The code above calculates the temperature for a grid of points, the main part of code being the time step iteration. dphi is the difference of temperature and phi is the temperature. Then we add the dphi to the phi array and we save the new phin array. Then in the next for loop we exchange the role of the old and the new array (restoring the data).

Exercise

1. Go to the exercise and parallelize the code.

2. Parallelize all of the for loops and use critical section for global maximum. Think about what variables should be in the private clause.

Then run the example. Run it with 1, 2, 3, 4 threads and look at the execution time.

You may see that with more threads it is slower than expected. Do you have any idea about why the parallel version is slower by looking at the code?

for (k = 1; k < imax; k++){
    for (i = 0; i < kmax; i++){
        dphi = (phi[i+1][k]+phi[i-1][k]-2.*phi[i][k])*dy2i
            +(phi[i][k+1]+phi[i][k-1]-2.*phi[i][k])*dx2i;
        dphi = dphi*dt;
        dphimax0 = max(dphimax0,dphi);
        phin[i][k] = phi[i][k]+dphi;
    }
}

The sequence of the nested loops is wrong. In C/C++, the last array index is running the fastest so the k loop should be the inner loop. This is not fixed by the OpenMP compiler, so you will need to

3. Interchange the sequence of the nested loops.

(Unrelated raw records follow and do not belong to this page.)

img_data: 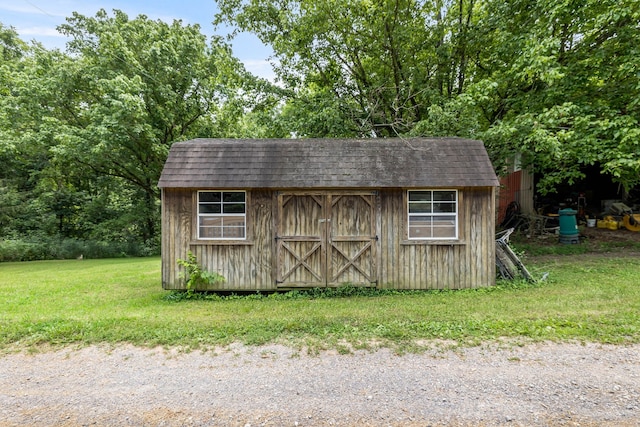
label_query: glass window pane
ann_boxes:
[199,192,221,203]
[408,190,458,240]
[221,216,245,228]
[200,226,222,239]
[223,227,245,239]
[223,203,245,214]
[224,192,245,203]
[200,217,223,227]
[198,192,246,240]
[409,216,432,226]
[433,191,456,201]
[433,202,456,213]
[431,226,455,238]
[199,204,221,214]
[432,216,456,238]
[409,191,431,202]
[409,203,432,213]
[409,223,432,238]
[433,215,456,225]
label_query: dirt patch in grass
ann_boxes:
[510,225,640,260]
[577,227,640,258]
[580,225,640,244]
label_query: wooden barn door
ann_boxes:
[276,194,327,287]
[276,192,377,288]
[327,194,377,286]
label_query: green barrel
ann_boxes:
[558,208,579,243]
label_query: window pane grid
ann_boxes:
[408,190,458,240]
[198,191,246,240]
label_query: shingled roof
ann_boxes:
[158,137,499,189]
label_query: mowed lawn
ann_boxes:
[1,254,639,352]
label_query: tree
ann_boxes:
[48,9,250,241]
[1,11,259,245]
[0,23,26,61]
[471,0,640,193]
[0,24,36,237]
[216,0,480,137]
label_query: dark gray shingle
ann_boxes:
[158,138,499,189]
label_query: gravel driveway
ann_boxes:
[1,342,639,426]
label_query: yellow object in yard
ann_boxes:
[597,216,620,230]
[623,214,640,232]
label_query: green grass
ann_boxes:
[1,254,639,353]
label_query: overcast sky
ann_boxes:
[0,0,275,80]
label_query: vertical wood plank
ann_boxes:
[162,186,496,291]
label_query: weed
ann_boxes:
[176,252,225,294]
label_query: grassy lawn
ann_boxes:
[1,251,639,353]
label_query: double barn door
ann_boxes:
[276,192,377,288]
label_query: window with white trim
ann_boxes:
[198,191,246,240]
[408,190,458,240]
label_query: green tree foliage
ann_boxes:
[0,11,258,251]
[217,0,640,193]
[0,24,34,238]
[0,23,27,62]
[51,10,250,240]
[216,0,480,137]
[217,0,640,192]
[466,0,640,193]
[2,1,640,253]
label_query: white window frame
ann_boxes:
[407,189,458,240]
[197,190,246,240]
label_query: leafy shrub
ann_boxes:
[0,240,49,262]
[176,251,226,293]
[0,237,159,262]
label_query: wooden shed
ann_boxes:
[158,137,500,291]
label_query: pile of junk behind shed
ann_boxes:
[498,167,640,239]
[495,169,640,281]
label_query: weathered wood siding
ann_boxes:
[378,188,495,289]
[161,189,275,291]
[162,187,495,290]
[161,188,192,289]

Run the code again with 1, 2, 3, 4 threads and look at the execution time.

Now the parallel version should be a little bit faster. The reason for only a slight improvement might be that the problem is too small and the parallelization overhead is too large.

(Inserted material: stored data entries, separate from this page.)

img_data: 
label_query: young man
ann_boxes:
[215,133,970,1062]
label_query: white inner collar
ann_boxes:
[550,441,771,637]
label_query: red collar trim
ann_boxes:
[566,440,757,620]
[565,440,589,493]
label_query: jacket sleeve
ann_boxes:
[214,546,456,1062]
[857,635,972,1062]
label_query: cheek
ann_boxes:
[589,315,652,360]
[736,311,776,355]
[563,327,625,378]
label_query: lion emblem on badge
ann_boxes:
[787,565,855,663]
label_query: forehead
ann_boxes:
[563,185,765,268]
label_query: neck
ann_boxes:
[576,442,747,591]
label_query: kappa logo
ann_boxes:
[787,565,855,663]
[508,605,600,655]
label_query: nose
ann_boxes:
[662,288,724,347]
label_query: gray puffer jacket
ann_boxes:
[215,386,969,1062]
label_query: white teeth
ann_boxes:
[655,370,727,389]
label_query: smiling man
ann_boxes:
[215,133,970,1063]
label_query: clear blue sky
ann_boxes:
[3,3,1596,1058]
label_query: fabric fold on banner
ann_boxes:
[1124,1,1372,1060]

2.20 Do you understand combined constructs?

This quiz tests your knowledge on OpenMP data environment and combined constructs.

Within a parallel region, declared variables are by default

( ) private

( ) local

(x) shared

( ) firstprivate

What is the output of the following code when run with OMP_NUM_THREADS=4?

int arr[4] = {1,2,3,4};

int x = 1, j;
#pragma omp parallel for reduction(*:x)
for(j = 0; j < 4; j++) {
    x *= arr[j];
}
printf("%d", x);

(x) 24

( ) 0

( ) 10

( ) 4

What does the nowait clause do?

( ) Skips to the next OpenMP construct

( ) Prioritizes the following OpenMP construct

( ) Removes the synchronization barrier from the previous construct

(x) Removes the synchronization barrier from the current construct

What is the data scoping of the variables a, b, c and d in following code snippet in the parallel region?

int a = 0;
int b = 23;
int c = -3;
#pragma omp parallel num_threads(2) private(a) reduction(+:c)
{
    int d = omp_get_thread_num();
    a = 42 + d;
    #pragma omp critical
    b = 1;
    c += a + b;
}
c = c / 2;
printf("a=%d, b=%d, c=%d\n", a, b, c);

[ ] a: shared

[x] a: private

[x] b: shared

[ ] b: private

[ ] c: shared

[ ] c: private

[x] c: reduction

[ ] d: shared

[x] d: private

What is printed when executing the below code?

int a = 0;
int b = 23;
int c = -3;
#pragma omp parallel num_threads(2) private(a) reduction(+:c)
{
    int d = omp_get_thread_num();
    a = 42 + d;
    #pragma omp critical
    b = 1;
    c += a + b;
}
c = c / 2;
printf("a=%d, b=%d, c=%d\n", a, b, c);

( ) a=0, b=23, c=-3

( ) a=44, b=23, c=84

( ) a=0, b=23, c=42

(x) a=0, b=1, c=42

Which of the following clauses specifies that the enclosing context’s version of the variable is set equal to the private version of whichever thread executes the final iteration?

( ) private

( ) firstprivate

(x) lastprivate

( ) default

The following code will result in a data race:

#pragma omp parallel for
for (int i = 1; i < 10; i++)
{
    factorial[i] = i * factorial[i-1];
}

(x) True

( ) False

Which of these parallel programming errors is impossible in the given OpenMP construct?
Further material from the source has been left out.